The BBC's economics editor Hugh Pym said that by any standards the latest reported levels of public sector borrowing were eye-watering.

"Even before a recession has developed - if indeed it does - the government has racked up a record amount of borrowing and it can only go higher as the economic downturn deepens," he said.

Record borrowing

Prime Minister Gordon Brown insisted Britain's economy remained in a strong position to weather the downturn.

The public finances are in a complete state and in much worse shape than a year ago
Ernst & Young Item Club

"The United Kingdom cannot insulate itself from this global downturn," he said.

"But with interest rates low and falling, inflation expected to come down over the next year, these underlying economic indicators - particularly interest rates - make us stronger than at any other previous downturn, " he added.

Conservative leader David Cameron said the government had to take responsibility for the country's economic woes.

"The government keeps saying - and the Prime Minister I think said it at least three times in his statement - this is a crisis from America, as if no-one in Britain has any responsibility for anything that went wrong," said Mr Cameron.

Liberal Democrat leader Nick Clegg said the government should over tax cuts for people on low and middle incomes.


On a net cash requirement basis the government borrowed 12.65bn last month, compared with a deficit of 8.72bn in the same period a year ago.

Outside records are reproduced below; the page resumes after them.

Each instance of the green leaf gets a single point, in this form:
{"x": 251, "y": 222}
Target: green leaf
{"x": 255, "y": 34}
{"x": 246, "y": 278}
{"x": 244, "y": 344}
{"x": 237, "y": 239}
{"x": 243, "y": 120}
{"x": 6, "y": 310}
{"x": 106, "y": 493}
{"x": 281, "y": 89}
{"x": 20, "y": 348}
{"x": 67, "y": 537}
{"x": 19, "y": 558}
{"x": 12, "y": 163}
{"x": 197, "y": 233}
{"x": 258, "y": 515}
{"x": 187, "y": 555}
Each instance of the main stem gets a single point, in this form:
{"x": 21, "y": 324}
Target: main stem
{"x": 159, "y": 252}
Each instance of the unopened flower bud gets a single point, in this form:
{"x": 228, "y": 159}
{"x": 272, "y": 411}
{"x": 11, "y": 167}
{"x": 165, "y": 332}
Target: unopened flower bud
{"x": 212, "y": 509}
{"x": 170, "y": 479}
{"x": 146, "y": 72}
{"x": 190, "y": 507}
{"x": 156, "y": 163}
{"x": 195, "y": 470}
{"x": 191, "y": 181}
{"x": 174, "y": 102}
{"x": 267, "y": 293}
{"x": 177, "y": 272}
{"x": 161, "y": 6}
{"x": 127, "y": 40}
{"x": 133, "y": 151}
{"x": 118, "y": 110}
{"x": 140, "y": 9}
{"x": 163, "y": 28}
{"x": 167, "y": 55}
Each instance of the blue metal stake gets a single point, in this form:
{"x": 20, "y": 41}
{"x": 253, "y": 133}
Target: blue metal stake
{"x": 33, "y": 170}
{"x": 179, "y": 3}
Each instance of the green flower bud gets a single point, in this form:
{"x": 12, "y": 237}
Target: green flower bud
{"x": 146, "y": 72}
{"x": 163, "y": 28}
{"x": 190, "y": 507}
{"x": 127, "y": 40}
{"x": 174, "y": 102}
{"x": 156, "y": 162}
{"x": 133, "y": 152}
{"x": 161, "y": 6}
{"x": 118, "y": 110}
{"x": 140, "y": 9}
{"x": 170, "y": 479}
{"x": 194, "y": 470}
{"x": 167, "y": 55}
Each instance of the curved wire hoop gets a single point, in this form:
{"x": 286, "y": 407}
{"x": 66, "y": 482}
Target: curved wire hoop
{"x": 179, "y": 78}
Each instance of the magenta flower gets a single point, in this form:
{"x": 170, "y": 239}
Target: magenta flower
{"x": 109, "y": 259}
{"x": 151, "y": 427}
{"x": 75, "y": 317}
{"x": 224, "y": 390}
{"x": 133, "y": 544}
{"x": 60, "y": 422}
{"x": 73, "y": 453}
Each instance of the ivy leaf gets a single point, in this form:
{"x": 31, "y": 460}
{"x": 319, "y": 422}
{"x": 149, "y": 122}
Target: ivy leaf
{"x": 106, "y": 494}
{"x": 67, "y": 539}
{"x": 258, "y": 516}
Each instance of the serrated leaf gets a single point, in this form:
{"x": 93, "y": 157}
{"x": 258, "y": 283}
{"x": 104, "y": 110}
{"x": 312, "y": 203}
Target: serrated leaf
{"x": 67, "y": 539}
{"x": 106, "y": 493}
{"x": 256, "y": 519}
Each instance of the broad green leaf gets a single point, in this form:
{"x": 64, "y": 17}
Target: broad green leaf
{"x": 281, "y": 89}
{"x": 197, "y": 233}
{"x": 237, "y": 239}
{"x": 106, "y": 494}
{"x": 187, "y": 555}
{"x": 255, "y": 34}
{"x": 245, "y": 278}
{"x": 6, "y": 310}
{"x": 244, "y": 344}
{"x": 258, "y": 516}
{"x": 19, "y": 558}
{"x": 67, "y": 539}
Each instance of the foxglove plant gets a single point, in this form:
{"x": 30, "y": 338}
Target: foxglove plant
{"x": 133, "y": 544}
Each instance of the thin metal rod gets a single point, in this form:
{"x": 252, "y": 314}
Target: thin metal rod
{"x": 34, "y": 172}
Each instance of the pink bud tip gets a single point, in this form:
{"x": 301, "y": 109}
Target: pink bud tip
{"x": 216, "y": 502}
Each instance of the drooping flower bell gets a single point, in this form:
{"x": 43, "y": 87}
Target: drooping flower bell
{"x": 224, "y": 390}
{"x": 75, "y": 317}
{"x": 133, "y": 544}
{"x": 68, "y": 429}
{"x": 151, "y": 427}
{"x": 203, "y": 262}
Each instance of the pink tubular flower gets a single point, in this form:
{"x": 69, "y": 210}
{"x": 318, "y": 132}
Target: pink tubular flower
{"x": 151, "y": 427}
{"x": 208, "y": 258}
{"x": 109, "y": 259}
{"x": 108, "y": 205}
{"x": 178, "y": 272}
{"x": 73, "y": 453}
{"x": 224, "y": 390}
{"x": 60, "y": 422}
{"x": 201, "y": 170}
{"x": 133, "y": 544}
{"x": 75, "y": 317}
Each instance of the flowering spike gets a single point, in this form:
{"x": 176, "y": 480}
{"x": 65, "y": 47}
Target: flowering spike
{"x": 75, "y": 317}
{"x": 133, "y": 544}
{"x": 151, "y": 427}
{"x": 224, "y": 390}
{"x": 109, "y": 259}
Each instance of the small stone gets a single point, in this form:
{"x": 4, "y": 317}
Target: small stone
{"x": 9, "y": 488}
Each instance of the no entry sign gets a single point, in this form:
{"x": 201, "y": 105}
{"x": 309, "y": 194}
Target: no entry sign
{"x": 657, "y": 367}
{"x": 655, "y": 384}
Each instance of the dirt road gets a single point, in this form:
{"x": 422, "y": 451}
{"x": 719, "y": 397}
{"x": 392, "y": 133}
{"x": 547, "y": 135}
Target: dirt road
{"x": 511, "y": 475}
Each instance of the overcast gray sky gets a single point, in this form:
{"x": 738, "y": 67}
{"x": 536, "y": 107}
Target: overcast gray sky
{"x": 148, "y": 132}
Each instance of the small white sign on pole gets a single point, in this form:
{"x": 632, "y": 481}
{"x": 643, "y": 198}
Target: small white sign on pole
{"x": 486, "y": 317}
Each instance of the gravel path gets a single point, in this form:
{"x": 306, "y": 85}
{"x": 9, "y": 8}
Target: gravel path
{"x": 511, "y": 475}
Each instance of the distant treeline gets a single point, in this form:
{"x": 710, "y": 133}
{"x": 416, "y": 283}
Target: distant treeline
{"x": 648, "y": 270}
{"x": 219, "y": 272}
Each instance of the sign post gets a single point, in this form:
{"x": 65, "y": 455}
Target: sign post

This was also more than expected; analysts had forecast that public borrowing would reach around 10.1bn in September.

The cumulative borrowing for the period from April to September of 37.59bn is up from the 21.46bn borrowed in the same period a year earlier, and represents the largest total for a six month period since records began in 1946.

The figures come a day after Ernst & Young Item's Club said the UK economy was already in a recession and would see the economy shrink by 1% next year, before growing by 1% in 2010.

In response to the latest figures the Item Club said: "The UK's public finances are in a complete state and in much worse shape than a year ago".

Figures later this week are expected to show that the UK economy shrank in the third quarter - the first contraction since 1992.

Chancellor Alistair Darling had forecast in his Budget statement in March that public sector public borrowing for the full financial year - up to April 2009 - would reach 43bn.

But the Item Club believes borrowing will reach 60bn in the financial year 2008-09, with a current budget deficit of 27 billion, "much higher than the government's own projection".

In light of this, the club said it was clear "substantial revisions will be necessary in the Pre-Budget Report".

Unemployment is already rising and forecast to continue doing so, which will will add further pressure on the government's finances.

And recent data has underlined the weakness in the housing sector; mortgage lending fell to its lowest level for more than three and a half years in September, according to the Council of Mortgage Lenders.

The UK and other governments recently took emergency steps to shore up the banking system in a bid to increase liquidity and stabilise the markets.